As soon as the Chef's left, I feel more than see a twenty something eyeing me up across the steps. I look at him, smiling invitingly, and say hello.
“Hi! I just have, uh, one question, I don't mean to annoy you, but, can you just smoke anywhere here? Like, do you have to worry about the cops?” I try to place his accent, a sort of Australian, but it lilts all over the place so much I figure it's a speech impediment. Like when I met Jean-Paul, not Sean-Paul, like I thought.
The new guy turns out to be a Californian visiting Vancouver with his dad. It's his last night here, and he went sky diving earlier in the day. I watch the video; we chat non-stop for an hour and a half before he's running back to his hotel, hilariously one building away from my digs.
Making friends with strangers is awesome.
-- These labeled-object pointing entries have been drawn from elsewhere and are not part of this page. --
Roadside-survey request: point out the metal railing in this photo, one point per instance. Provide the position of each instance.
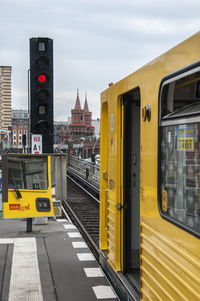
(86, 169)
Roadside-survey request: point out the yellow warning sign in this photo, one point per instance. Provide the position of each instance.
(185, 144)
(164, 200)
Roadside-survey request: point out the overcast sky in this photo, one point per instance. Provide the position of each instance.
(95, 42)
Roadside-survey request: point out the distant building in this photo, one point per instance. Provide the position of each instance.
(81, 120)
(20, 127)
(80, 132)
(5, 97)
(96, 125)
(60, 128)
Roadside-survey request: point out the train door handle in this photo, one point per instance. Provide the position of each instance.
(106, 194)
(105, 175)
(134, 180)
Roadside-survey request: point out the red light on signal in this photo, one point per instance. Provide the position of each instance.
(42, 78)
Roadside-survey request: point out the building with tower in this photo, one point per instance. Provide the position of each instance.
(80, 132)
(81, 124)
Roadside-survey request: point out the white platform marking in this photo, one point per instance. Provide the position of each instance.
(69, 226)
(74, 234)
(79, 244)
(25, 277)
(103, 292)
(85, 257)
(93, 272)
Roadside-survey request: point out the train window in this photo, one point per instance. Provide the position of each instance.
(27, 173)
(179, 163)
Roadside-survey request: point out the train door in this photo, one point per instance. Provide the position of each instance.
(104, 176)
(131, 197)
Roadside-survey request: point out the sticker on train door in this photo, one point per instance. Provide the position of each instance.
(36, 146)
(111, 122)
You don't have to worry about winning their approval or impressing them, because you can walk away at any time and it doesn't matter. Honestly, you'll probably never see the person again, unless you take steps to ensure you will ;p. If you get bored, you can make up an appointment or class, whatever, and leave. If you don’t want to be YOU for a day, hey, why not be someone a little different. It's kind of like dress up, but with people and personalities.
I'm guilty of liking to use people as sounding boards for my ideas. I also like to teach them what I learned that day, or a few days before at school, because it cements it in my brain. It doesn't hurt either, when a twenty-eight year old, thirty-two year old, forty-something year old, is flipping out and just ecstatic to be talking to you because ... you are you, and not like anyone else they can think of at the time. And before I make it out to be a pure ego pump-up for myself, and important part of this whole thing is listening to them. There are some seriously interesting people out there, smart, hilarious, ridiculous and practical people out there, with lots of things to share. City streets are a goldmine of information, and I'm tapping this resource.